Basicamente são as duas principais despesas: a compra do apoio político e o
marketing, o programa eleitoral chamado “gratuito”. Gratuita é apenas a
veiculação na televisão, pois a produção não é. Pelo contrário, ela é muito
cara, caríssima. Não só pela necessidade de ter atores, produtores,
cinegrafistas, câmeras, editores e todo esse pessoal, mas também porque tem,
por trás de tudo, o marqueteiro, que é o profissional mais bem pago do mercado,
hoje. O bom marqueteiro é mais bem pago do que jogador astro de futebol. Esse
marqueteiro não trabalha de qualquer jeito, é um profissional exigente e quer
só o melhor para apoiar suas pesquisas. Ele quer pesquisas qualitativas,
diárias, para avaliar o programa eleitoral que ele pôs no ar e para que, assim,
ele possa preparar o próximo capítulo. As pesquisas qualitativas são caríssimas
e tem de ter muito dinheiro para isso. Se não regulamentarmos uma forma para
impedir que esse custo da propaganda eleitoral continue alto, não conseguiremos
fechar a entrada de dinheiro ilícito. É preciso reformar esse modo de fazer
propaganda eleitoral para que fique mais barato.

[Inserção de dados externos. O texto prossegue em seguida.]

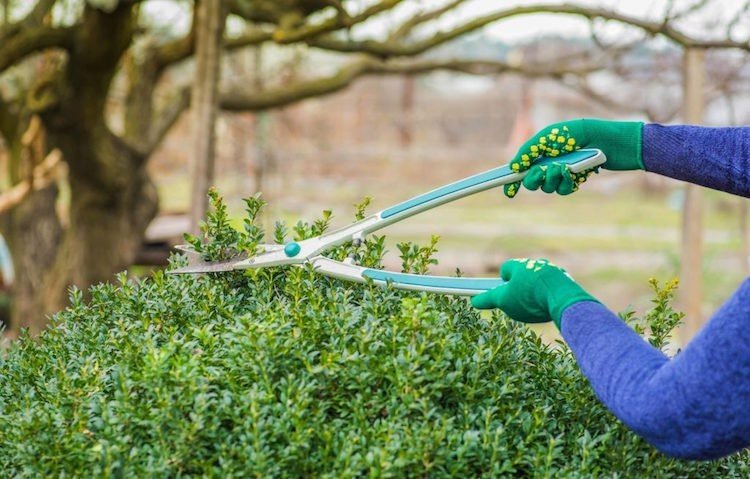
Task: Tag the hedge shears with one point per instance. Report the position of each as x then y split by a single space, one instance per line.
309 251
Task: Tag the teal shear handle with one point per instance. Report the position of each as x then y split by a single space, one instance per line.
577 161
433 284
415 282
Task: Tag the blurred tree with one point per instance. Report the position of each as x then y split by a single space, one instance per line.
95 91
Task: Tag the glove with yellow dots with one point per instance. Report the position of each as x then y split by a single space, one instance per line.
619 140
535 291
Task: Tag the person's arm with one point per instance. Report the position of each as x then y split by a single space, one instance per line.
717 158
694 406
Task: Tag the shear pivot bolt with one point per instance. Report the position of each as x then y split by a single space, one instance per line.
292 249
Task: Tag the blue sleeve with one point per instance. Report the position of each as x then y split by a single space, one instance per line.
694 406
718 158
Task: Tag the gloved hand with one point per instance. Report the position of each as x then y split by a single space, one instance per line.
536 291
619 140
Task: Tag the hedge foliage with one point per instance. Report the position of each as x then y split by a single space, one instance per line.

Elder Dias —– Já houve algumas tentativas de baratear o horário
eleitoral. Como o sr. vê as restrições que hoje são impostas?
A legislação melhorou um pouco. Mas, ainda assim, existem algumas questões. Por
exemplo, hoje, um partido pode lançar uma vez e meia o número de candidato, na
eleição proporcional. Em uma coligação, esse número é o dobro das vagas. Ora,
se eu tenho 10 vagas em uma Câmara de vereadores, por que meu partido vai
lançar mais do que 10 candidatos? Se eu estou lançando 15 ou 20, eu estou
colocando um candidato para brigar com o outro, pelo voto. Ou seja,
correligionários disputando votos com correligionários. Se aumentam a
competição, aumenta a necessidade de dinheiro. Portanto, nós precisaríamos
diminuir a quantidade de candidatos. Cada partido ou coligação só poderia
lançar, no máximo, a quantidade de cadeiras que há de disputa.
Elder Dias —– E a lista fechada, como o sr. percebe isso?
A lista fechada é um sonho dos caciques partidários. Se houver lista fechada
com fidelidade partidária, acaba, totalmente, a liberdade do parlamentar. É o
cacique partidário, é a direção partidária que vai dizer o que deve e o que não
deve ser feito. Acabaria a negociação de balcão, no Congresso Nacional, e a
negociação passaria a ser somente entre presidentes de partido e de presidentes
de partido com o presidente da República. O que o presidente do partido falar o
deputado terá de seguir. Do contrário, será expulso, perderá o mandato ou,
então, lhe será negada legenda para a próxima eleição, ou ele será colocado no
fim da lista seguinte. Esse é um problema sério.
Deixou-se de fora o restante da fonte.